In difficult economic times, challenges and changes come at the small business owner rapid-fire. If it’s not a steep, unexpected price hike from a materials vendor you’ve depended on, it’s a stringent new industry regulation, or losing out on a project bid to a hungry new competitor. Thank goodness for your employees, you say, especially your key people. At least you can count on them. They wouldn’t think of leaving the company – especially in a tough economy like this one.
Or would they? It’s easy to fall into complacency about your key employees in an environment of high unemployment. If a key person leaves today, there ought to be ten just like him sending in resumes tomorrow, right? Well, maybe. But even if that’s the case, it’s important to remember the costs of starting over with somebody new. Loss of productivity from that position while the new hire is oriented and trained; the time you personally spend bringing the new hire along versus doing something else with your valuable time; the administrative costs both of terminating the old employee and hiring the new one – these are dollars off of your bottom line.
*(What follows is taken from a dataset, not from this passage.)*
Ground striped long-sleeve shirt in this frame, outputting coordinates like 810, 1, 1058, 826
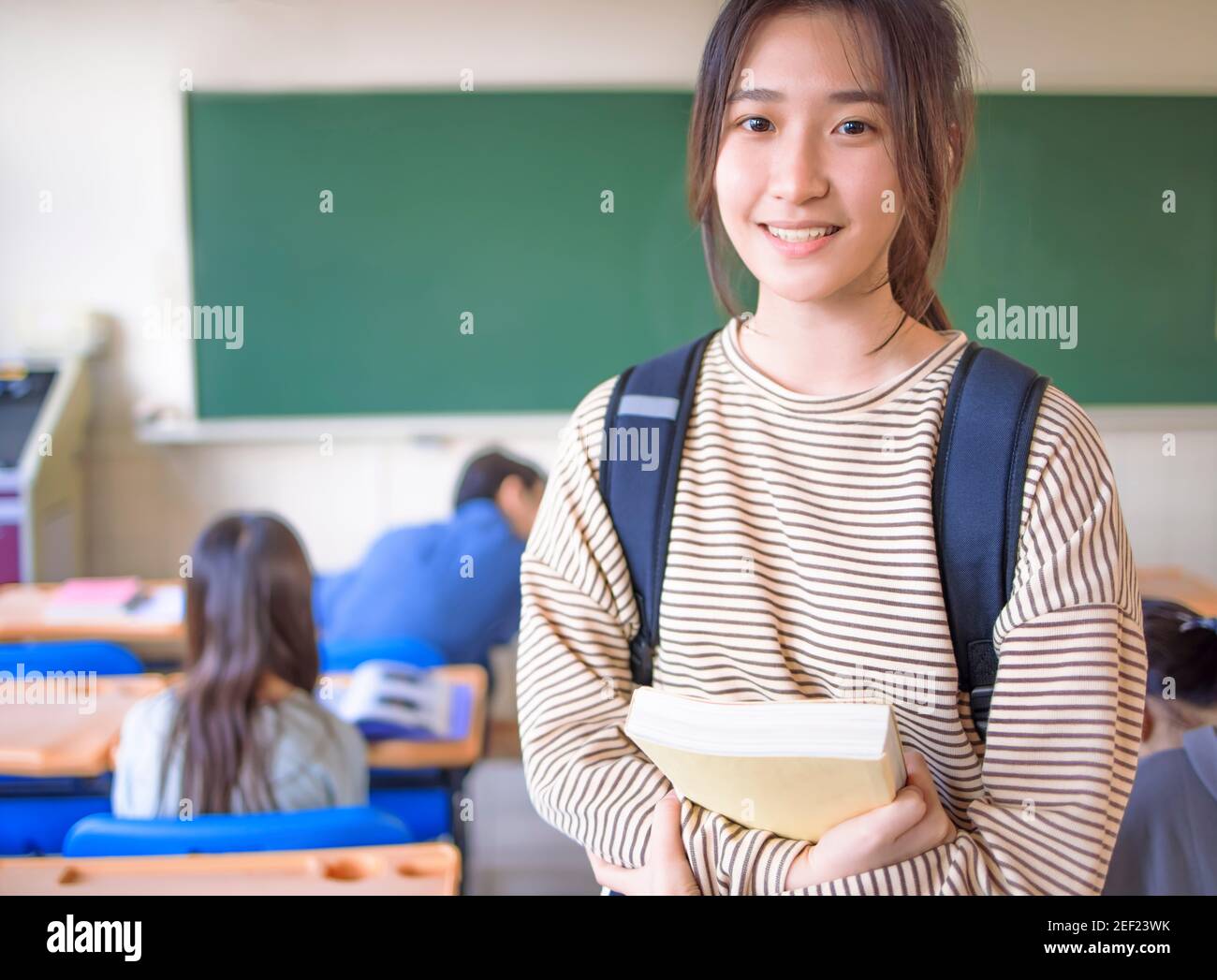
518, 320, 1145, 895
If you haven’t already done it, identify your key employees – the ones whose loss would deal a major blow to your operation. Then, keep these points in mind as you evaluate the relationship between them and your company, both from your point view and from theirs:
It’s not always about the money. Yes, your people need to earn a living. But when deciding whether to change jobs, compensation can rank as low as third in the pecking order for employees. Often, feeling unrecognized for their efforts, or seeing little or no opportunity for advancement at the company, are reasons cited by workers for quitting a job.
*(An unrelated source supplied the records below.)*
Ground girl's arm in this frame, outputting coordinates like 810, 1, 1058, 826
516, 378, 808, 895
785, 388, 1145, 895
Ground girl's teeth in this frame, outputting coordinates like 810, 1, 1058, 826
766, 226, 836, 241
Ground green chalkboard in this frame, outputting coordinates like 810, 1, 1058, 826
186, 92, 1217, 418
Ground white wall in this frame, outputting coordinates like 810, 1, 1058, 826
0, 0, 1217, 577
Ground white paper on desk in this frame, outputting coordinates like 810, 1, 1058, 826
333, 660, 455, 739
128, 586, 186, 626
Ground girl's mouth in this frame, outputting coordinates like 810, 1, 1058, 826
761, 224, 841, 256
Compensate competitively. That said, you can’t ignore what your industry typically pays a worker of the kind you want to retain. Keep an eye on internet or newspaper want ads, talk to peers in markets outside of yours, or use online resources like salary.com to know the going rates. You don’t have to be the top payer, but you don’t want to be significantly below average, either.
Open your doors, and your ears. Talk to your employees, regularly and honestly. Your key employees can be fantastic sources of information about facets of your operation that you don’t – and can’t – see every day. Listen to their concerns and opinions, and give credit when it’s due someone for suggesting an effective new procedure or pointing out a management mistake. This kind of “attaboy” can go a long way to ease the pain when there’s no money for pay raises.
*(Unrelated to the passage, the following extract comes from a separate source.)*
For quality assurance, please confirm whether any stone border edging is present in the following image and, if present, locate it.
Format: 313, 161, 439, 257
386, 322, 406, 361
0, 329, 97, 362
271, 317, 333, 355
The little things are important. Small incentives can make a big statement to a key employee, and they don’t have to break the bank. Set goals, and reward your people for reaching them. By and large, people come to work wanting to do their jobs well. Inexpensive little perks, like gift cards, a few hours or half a day off with pay, or even taking an employee out to dinner, all express appreciation for hard work and loyalty.
Don’t take your key people for granted, even in an “employer’s market”, when there are qualified people out of work and it seems you hold all the cards. Losing somebody you count on because you failed to see their dissatisfaction can be painful, and can cost your business for a surprisingly long time.